The groundswell of crew transfers that have rocked the league in the off-season ‘also helps’, with Langford’s move to Italy and Kiwi flight controller Andy Maloney’s move to Mubadala Brazil disrupting the established crews of league leaders Australia and New Zealand. Giles Scott’s move from Emirates GBR to Canada was also ‘a big loss’ for the British team, he says. “When I made the decision to leave Australia, I didn’t know anyone else was leaving other teams - so that’s been a bit of a bonus”. Despite this, he still expects these teams to be competitive when racing begins. “They have the majority of their teams still together, so it’s less of a concern because they’ve maintained the core of their teams.”
Despite being ‘excited’ to start this new chapter with Italy, Langford says he’s also ‘devastated’ to leave the Aussies. “I’ve never not been on the Australian boat, so it’s definitely going to be a strange feeling to see them in Dubai,” he says. “It’s probably going to hurt a little bit to see the Australians up there, and us potentially not fighting for the podium right away - but that’s what I signed up for.”
With racing on the horizon, Langford is optimistic, but realistic, about Italy’s chances in its debut season. “Seeing the progress that we’ve made during the 10 days of training in Dubai has been huge,” he says.
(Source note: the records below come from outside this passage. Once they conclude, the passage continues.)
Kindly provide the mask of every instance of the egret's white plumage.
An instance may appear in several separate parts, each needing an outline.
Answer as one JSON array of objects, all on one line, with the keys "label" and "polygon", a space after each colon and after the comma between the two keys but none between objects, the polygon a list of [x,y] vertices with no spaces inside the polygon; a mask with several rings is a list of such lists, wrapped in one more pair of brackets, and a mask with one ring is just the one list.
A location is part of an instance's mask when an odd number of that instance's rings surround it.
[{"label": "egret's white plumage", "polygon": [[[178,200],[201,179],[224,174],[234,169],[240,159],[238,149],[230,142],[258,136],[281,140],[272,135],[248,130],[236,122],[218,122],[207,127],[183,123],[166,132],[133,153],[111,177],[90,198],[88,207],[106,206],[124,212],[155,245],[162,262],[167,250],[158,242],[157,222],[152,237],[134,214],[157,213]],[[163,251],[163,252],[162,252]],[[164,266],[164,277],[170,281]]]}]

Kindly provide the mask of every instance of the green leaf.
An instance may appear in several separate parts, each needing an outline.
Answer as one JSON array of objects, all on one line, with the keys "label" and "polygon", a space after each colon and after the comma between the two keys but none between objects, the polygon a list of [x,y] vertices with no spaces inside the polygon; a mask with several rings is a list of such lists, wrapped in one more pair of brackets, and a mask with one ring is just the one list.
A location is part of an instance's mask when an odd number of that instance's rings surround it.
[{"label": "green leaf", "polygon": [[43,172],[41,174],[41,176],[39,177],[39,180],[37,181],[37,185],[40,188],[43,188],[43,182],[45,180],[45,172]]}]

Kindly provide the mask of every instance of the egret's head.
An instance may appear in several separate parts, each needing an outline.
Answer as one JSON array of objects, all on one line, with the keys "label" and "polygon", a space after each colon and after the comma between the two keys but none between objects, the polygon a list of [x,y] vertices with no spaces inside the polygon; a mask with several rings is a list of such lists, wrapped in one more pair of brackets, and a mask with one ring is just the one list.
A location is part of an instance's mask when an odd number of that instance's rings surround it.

While the light air venue of Dubai might be ‘the perfect training venue for a new team’, the windier venues of Auckland, Sydney and San Francisco are on the near horizon. “We’re going to be thrown into the fire at those events, but hopefully we’re doing enough groundwork here that we can be prepared.”
For now though, the team is focusing solely on its ‘development’ in Dubai. “We can’t have too high expectations,” he says. “Our goal is really to get around the course cleanly, not have any instances with other boats, have clean laps and where we end up in the fleet is where we end up.”